Catherine Pepinster, professional Catholic

Wasn’t Pope Leo XIII just fantastic? Pope Benedict certainly thought so and Pope Francis agreed with Pope Benedict about just how fantastic Pope Leo XIII was. St, Paul was pretty good too. Pope Leo thought workers should have rights. I know, it’s shocking, isn’t it?

9 thoughts on “Catherine Pepinster, professional Catholic

  1. Catherine Pepinster produces her usual gushing hagiography of one of the Popes. Perhaps in time she’s hoping to get through the lot. She’ll have her work cut out if she tries to gush about some of them.

    But really, how much acumen did it take in the late 19th century to notice that conditions for many working people were not that great? Secular thinkers and writers had been saying so for decades, most of them drawing on actual research and observation, instead of sitting in a nice comfy palace in Rome. A glance at Leo XIII’s Wiki biography tells us that his social teaching says: “eternal law commands the natural order to be maintained, and forbids that it be disturbed”. And he is directly quoted as stating: “it is quite unlawful to demand, defend, or to grant unconditional freedom of thought, or speech, of writing or worship, as if these were so many rights given by nature to man”. He was also a confirmed Mariolater.

    No thanks, Catherine. You can keep him.
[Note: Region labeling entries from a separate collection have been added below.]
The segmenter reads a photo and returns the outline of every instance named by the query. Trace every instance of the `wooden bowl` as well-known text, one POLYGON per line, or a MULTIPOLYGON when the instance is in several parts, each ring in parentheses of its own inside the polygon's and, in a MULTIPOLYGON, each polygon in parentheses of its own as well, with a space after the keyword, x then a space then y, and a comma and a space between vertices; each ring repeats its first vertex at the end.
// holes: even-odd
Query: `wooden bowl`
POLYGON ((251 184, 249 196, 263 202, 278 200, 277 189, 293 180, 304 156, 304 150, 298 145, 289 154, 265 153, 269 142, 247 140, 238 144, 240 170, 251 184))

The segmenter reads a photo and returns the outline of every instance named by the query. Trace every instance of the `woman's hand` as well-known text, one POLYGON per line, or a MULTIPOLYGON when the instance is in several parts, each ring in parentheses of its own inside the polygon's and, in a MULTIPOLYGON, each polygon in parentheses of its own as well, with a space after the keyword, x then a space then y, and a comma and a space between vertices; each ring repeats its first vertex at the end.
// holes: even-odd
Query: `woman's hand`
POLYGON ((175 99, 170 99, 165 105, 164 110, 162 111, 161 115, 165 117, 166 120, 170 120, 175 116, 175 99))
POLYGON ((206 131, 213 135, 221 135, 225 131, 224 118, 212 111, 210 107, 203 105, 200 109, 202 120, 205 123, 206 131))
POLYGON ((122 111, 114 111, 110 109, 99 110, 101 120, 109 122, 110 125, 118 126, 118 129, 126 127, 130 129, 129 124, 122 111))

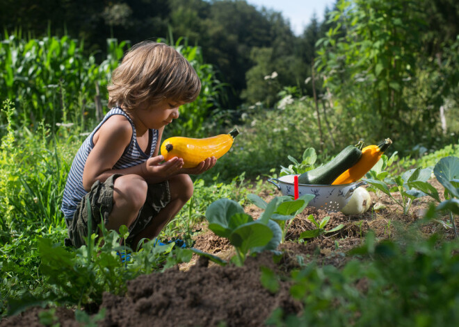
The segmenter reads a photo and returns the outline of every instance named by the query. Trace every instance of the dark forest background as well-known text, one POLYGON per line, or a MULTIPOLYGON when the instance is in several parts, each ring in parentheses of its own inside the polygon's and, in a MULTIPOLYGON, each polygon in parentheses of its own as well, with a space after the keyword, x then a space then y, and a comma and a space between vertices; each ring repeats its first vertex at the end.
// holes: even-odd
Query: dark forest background
MULTIPOLYGON (((185 37, 202 49, 221 82, 228 85, 228 108, 245 102, 278 99, 267 94, 264 76, 275 71, 279 89, 296 86, 296 92, 312 96, 311 76, 314 44, 336 22, 327 22, 335 8, 317 13, 303 33, 295 35, 280 12, 257 8, 244 0, 2 0, 0 22, 7 31, 21 28, 33 37, 68 35, 84 40, 85 51, 106 51, 107 37, 129 40, 185 37), (261 78, 260 80, 260 78, 261 78)), ((456 0, 420 0, 425 13, 423 47, 432 56, 459 33, 459 3, 456 0)), ((222 103, 223 104, 223 103, 222 103)))

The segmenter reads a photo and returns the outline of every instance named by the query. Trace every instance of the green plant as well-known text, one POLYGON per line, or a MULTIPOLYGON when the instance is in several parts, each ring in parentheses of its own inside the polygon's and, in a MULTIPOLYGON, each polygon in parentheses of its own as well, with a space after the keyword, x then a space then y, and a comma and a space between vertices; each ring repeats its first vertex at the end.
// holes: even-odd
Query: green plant
POLYGON ((342 224, 340 224, 337 226, 330 229, 330 230, 325 230, 325 226, 327 226, 327 224, 328 224, 328 221, 330 221, 330 216, 327 216, 324 217, 319 223, 318 223, 316 219, 314 219, 314 216, 312 215, 309 215, 309 217, 307 217, 309 220, 312 221, 312 223, 314 224, 314 226, 316 227, 316 229, 312 229, 309 230, 305 230, 301 234, 300 234, 300 238, 313 238, 313 237, 317 237, 318 236, 325 235, 325 234, 329 234, 330 233, 335 233, 337 230, 339 230, 341 229, 343 227, 344 227, 344 225, 342 224))
POLYGON ((270 219, 277 206, 276 198, 266 206, 260 218, 254 220, 237 202, 220 199, 209 206, 206 219, 209 229, 227 238, 234 247, 236 255, 232 261, 242 265, 249 253, 275 250, 280 243, 280 227, 270 219))
POLYGON ((317 154, 316 153, 316 150, 314 148, 307 148, 306 150, 305 150, 305 152, 303 153, 303 160, 301 162, 298 162, 296 159, 290 155, 289 155, 287 158, 293 164, 289 165, 288 167, 285 167, 281 165, 281 176, 285 175, 300 174, 314 169, 314 164, 317 160, 317 154))
POLYGON ((435 165, 433 173, 437 180, 444 187, 444 201, 440 202, 437 190, 431 185, 419 183, 414 185, 437 202, 440 202, 435 210, 428 210, 425 218, 429 220, 434 218, 439 212, 448 212, 450 225, 441 221, 437 221, 442 223, 443 226, 452 228, 454 235, 458 237, 454 215, 459 215, 459 158, 448 156, 440 159, 435 165))
MULTIPOLYGON (((281 243, 285 241, 287 231, 293 223, 295 217, 303 212, 314 197, 314 196, 313 194, 304 194, 299 196, 296 200, 293 200, 291 196, 283 196, 276 197, 271 201, 271 202, 275 201, 274 203, 275 204, 271 206, 275 207, 275 210, 272 214, 271 219, 277 222, 280 226, 282 232, 281 243)), ((254 194, 248 194, 248 198, 258 208, 265 210, 268 210, 271 203, 271 202, 267 203, 259 196, 254 194)))
POLYGON ((383 181, 372 178, 364 178, 363 180, 387 194, 402 208, 403 214, 405 215, 408 212, 413 200, 426 195, 414 187, 417 185, 414 182, 426 182, 430 178, 431 174, 432 167, 424 169, 421 167, 410 169, 401 175, 395 176, 393 180, 386 180, 389 185, 394 185, 392 187, 389 187, 383 181), (398 192, 401 199, 399 200, 395 199, 392 196, 392 192, 398 192))
POLYGON ((294 270, 284 279, 292 283, 290 294, 303 310, 296 315, 278 308, 267 324, 457 325, 459 242, 440 244, 435 235, 416 240, 378 242, 369 233, 343 267, 314 260, 294 270))

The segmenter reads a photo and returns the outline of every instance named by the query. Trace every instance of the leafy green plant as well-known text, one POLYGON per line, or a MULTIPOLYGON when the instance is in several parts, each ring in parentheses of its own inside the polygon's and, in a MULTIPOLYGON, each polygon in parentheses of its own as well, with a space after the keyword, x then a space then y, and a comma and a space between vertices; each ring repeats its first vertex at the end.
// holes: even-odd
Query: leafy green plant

  2. It’s all very well claiming so much social conscience for a leader of her Church (neatly torpedoed by StephenJP above) but Pepinster failed to acknowledge that one significant factor in the poverty of working men at the end of the C.19th was the often enormous number of mouths they were required to feed. This usually meant a wife having to take work of some kind as well as raise her offspring; it also meant that children were required to find employment as soon as possible – often before the age of ten – to help make ends meet. Why, then, when contraceptives were developed and made available, did the RCC deny its followers their use? All the while, it should be remembered, even the poorest members of a Catholic congregation were expected to contribute money for the upkeep of the priest in their midst; a man without children to keep, living in a comfy home with a housekeeper, well shod and clothed whilst many children in his parish ran around without shoes.

    Ms Pepinster’s capacity for breathtaking chutzpah never ceases to amaze.


  3. Well said above.
    Pepinster isn’t smart enough to realise that a thriving, equal, diverse society is almost (?) always at odds with what her lot believe & preach & wish to enforce.
    Or maybe she doesn’t care about consistency, settling for blind loyalty/faith/subservience instead.
    (Hopefully this isn’t ‘ad hominem’ but it’s Pepinster’s obsessive support for her ‘fantastic’ Popes which irks).


  4. ” The world of work” certainly made one organisation very rich ,via tithing. Riches it shows no signs of being embarrassed by its own inequality pronouncements.

    Funny how she also forgot to mention how contraception has repeatedly benn shown as a major factor in the elimation of poverty.

    Two aspects of the Catholic Church’s monumental hypocrisy highlighted in under three minutes. Well done Pepinster.


  5. Anyone notice that another well-known (infamous?) Catholic recently ignored lock down rules so that they could go to a Latin mass that wasn’t available in their own borough. Because, of course, hearing a Catholic mass in Latin is more important than keeping people safe.
    Like the pronouncements of Cath P this shows how outdated and ludicrous the activities of the Catholic church are.